Le 13 février 2018 par
Des cimes andines aux clubs underground : Matanza
Matanza au Club Subterraneo - Santiago / Carol McKenzy Mcloud

A la découverte de ce groupe chilien qui sort un premier album éponyme et mêle à merveille les sonorités andines traditionnelles à l'electro-house.

Depuis plusieurs années, les musiques traditionnelles provenant des cimes de la Cordillère des Andes, amplifiées par le travail au synthétiseur et à la pulsation électronique, descendent aux pieds des capitales latino-américaines pour agiter les clubs underground et secouer les plus grands festivals du continent. A l’origine de ce mouvement qui défend une musique globale, on trouve des artistes précurseurs comme le franco-équatorien Nicola Cruz, l’argentin Chancha Via Circuito ou encore les péruviens de Dengue Dengue Dengue.

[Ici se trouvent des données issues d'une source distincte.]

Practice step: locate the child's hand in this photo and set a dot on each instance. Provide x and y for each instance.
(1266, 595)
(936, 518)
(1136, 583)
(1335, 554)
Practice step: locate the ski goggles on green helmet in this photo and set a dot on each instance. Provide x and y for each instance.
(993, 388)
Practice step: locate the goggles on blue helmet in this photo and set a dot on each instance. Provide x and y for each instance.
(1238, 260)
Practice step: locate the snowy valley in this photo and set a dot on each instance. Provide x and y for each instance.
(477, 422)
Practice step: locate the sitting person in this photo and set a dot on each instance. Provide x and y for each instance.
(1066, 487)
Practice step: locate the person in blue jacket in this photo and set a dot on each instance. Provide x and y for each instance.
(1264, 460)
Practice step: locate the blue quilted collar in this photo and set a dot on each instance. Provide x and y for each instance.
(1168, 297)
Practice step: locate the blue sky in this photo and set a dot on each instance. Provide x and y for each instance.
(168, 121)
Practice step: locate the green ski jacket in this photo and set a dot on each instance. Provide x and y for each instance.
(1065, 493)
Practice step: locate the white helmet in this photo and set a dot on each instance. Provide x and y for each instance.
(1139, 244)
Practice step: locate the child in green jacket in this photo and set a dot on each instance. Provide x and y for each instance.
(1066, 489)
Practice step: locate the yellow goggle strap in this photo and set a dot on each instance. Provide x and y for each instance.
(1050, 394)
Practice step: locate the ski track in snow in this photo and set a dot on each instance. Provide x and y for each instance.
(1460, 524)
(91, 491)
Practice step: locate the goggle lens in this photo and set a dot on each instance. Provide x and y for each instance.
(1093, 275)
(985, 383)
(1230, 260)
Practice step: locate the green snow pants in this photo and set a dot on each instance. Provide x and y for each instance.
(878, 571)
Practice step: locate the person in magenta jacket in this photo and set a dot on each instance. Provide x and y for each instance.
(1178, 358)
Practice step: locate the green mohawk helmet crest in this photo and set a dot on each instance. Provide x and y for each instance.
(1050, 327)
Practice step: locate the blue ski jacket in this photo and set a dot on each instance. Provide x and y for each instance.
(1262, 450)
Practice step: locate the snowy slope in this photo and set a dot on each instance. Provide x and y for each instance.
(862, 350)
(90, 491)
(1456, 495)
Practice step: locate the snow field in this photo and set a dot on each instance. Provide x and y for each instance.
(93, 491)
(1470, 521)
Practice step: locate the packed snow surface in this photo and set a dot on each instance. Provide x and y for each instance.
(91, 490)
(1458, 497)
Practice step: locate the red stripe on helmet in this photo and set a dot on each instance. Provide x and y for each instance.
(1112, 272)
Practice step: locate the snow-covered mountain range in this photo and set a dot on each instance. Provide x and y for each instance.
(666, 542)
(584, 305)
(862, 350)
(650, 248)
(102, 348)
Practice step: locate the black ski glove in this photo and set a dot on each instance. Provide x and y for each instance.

Les Chiliens de Matanza font partie de la tribu electro-andino, et fusionnent avec brio l’electro-house à leurs racines musicales ancestrales. Le trio formé depuis 2009 par Luis Galvez, Vicente Vasquez et Rodrigo Gallardo remplit les clubs de Santiago de Chile et s’est exportée à l'étranger avec une tournée européenne en 2016. De retour en terres chiliennes, Matanza a sorti en janvier dernier son premier album éponyme sur le label Nómade, entièrement disponible en écoute gratuite ci-dessus.

cover Matanza

La recette est extrêmement efficace: des beats implacables mixés aux charangos, chants et flûtes quechuas. Les musiciens ont improvisé la plupart des morceaux, comme à leur habitude sur scène où chaque représentation est conçue comme un moment unique. Les ondées tropicales qui émanent de Matanza, festives, dansantes ou bien plus downtempo, introspectives et planantes, assurent un voyage de première qualité au travers du cosmos sonore néo-andin. Sur l’album, on trouve des collaborations avec Nicola Cruz sur Heidi (qui rappelle beaucoup le Kerala de Bonobo), Wilder Muñoz et ses chants mantriques, le chanteur rock Fernando Milagros, la chanteuse quechua Maywa et enfin le rappeur et producteur équatorien Mateo Kingman. Une famille qui s'agrandit d'année en année et qui n'a pas fini de ravir nos oreilles.